Ce fut au tour de l’homme d’avoir un petit rire. Il lissa le tissu brun de son pantalon avec le plat de sa main, puis ses doigts jouèrent avec la feutrine de son chapeau, qui jusque-là était resté bien sagement sur ses cuisses.


– Choisissez ce qu’il vous plaît, finit-il par dire, ses yeux parcourant les allées vides et le jardin s’étendant devant eux. Malheureusement, la psychologie est encore un phénomène trop nouveau pour être pris au sérieux, n’est-ce pas ?


La femme acquiesça silencieusement. Elle ne le savait que trop bien. Le cerveau tout comme la nature étaient, au fond, des éléments bien mystérieux, qui passionnent et dont l’humain veut percer les secrets les plus enfouis. Pour la connaissance ou le pouvoir.
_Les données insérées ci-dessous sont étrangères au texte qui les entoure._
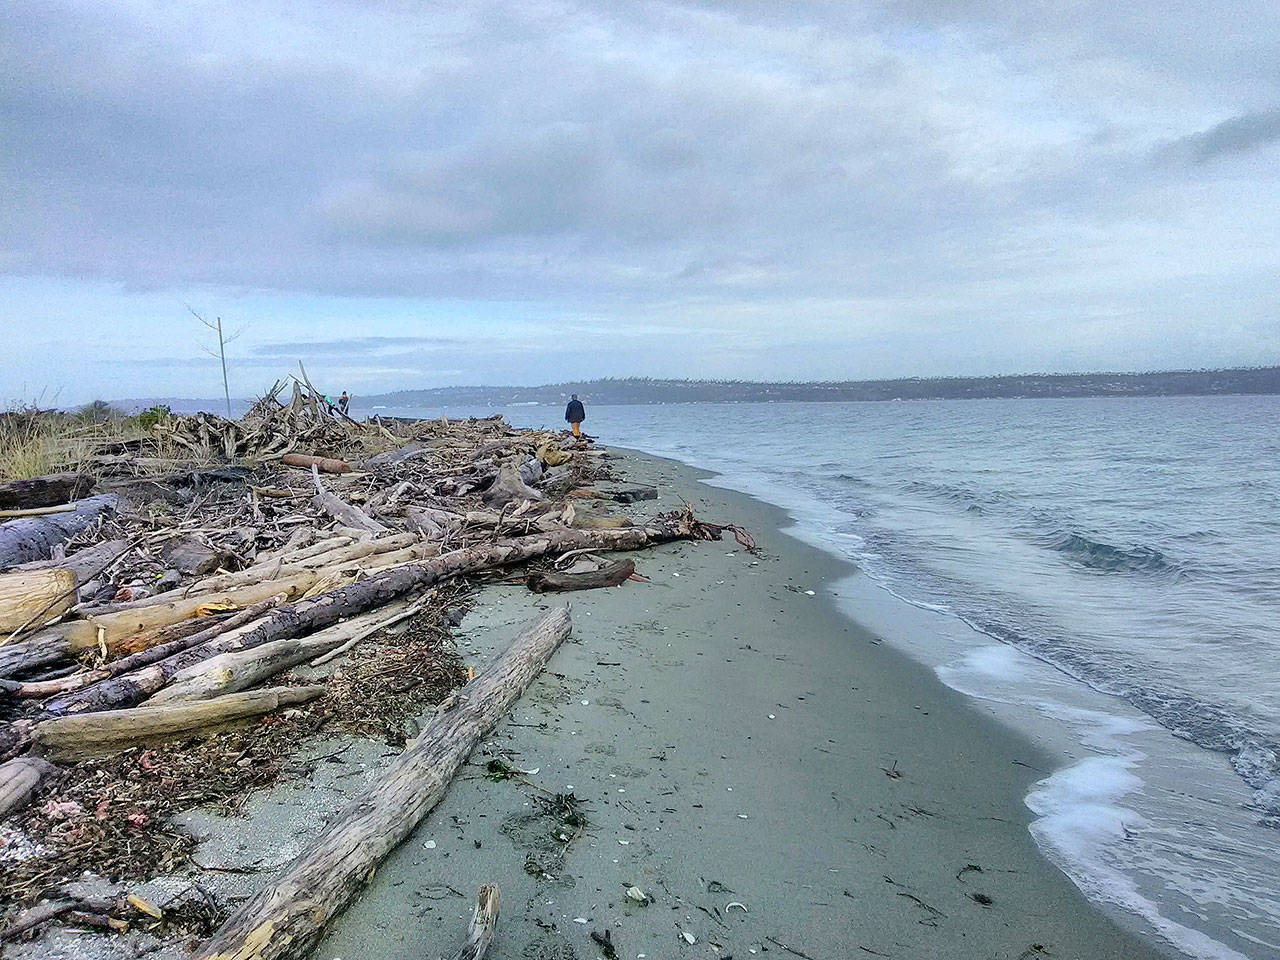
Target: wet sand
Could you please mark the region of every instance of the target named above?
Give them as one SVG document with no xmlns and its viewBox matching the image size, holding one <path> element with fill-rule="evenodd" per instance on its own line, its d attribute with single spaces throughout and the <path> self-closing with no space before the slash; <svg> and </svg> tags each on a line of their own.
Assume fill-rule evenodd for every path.
<svg viewBox="0 0 1280 960">
<path fill-rule="evenodd" d="M 487 589 L 462 625 L 477 668 L 550 605 L 572 604 L 574 637 L 316 957 L 448 956 L 481 883 L 502 893 L 493 960 L 601 957 L 606 930 L 621 958 L 1163 955 L 1035 848 L 1022 798 L 1045 757 L 836 610 L 847 565 L 767 504 L 615 453 L 662 491 L 632 512 L 687 499 L 762 555 L 676 544 L 635 555 L 650 584 Z M 492 759 L 537 772 L 495 782 Z M 343 755 L 323 779 L 355 789 L 385 760 Z M 286 806 L 319 814 L 331 789 L 295 785 Z M 589 822 L 565 849 L 573 828 L 537 798 L 569 792 Z"/>
</svg>

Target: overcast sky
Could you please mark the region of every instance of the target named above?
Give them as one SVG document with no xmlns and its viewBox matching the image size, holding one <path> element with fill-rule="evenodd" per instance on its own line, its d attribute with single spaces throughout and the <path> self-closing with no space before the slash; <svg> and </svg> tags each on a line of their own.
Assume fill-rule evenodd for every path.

Quelques gouttes tombèrent sur la fine peau blanche de la femme. Le reste fit entendre leur chute sur le sol en un léger crépitement, qui ne tarda pas à s’accélérer. L’homme remit son chapeau en souriant. La femme qui lui avait rendu visite se garda bien de dire quelque chose. Fort heureusement, une infirmière arriva avec deux parapluies, un qu’elle tenait au-dessus de l’homme, toujours légèrement souriant et un autre qu’elle tendit à la femme. Cette dernière la remercia puis prit poliment congé de l’homme, quand celui-ci lui dit avant de s’engouffrer dans le bâtiment crème, pour rejoindre sa chambre.


– Vous devriez vous dépêcher de rentrer, le vent va devenir violent et vous finirez trempé jusqu’aux os. A la semaine prochaine, chère Thérèse.


Sur ces derniers mots, la femme, quelques cheveux collés sur son visage, regarda le patient de l’hôpital psychiatrique disparaître dans la pénombre de la bâtisse. Elle ne tarda pas à resserrer les pans de son manteau autour de son cou, le vent se faufilant dans les interstices et faisant diablement danser le tissu lâche au niveau de ses jambes. Les feuilles des arbres rangés en file indienne bruissèrent de plus en plus fort lorsqu’elle tourna les talons pour trottiner jusqu’au parking, à l’autre bout de cette longue allée.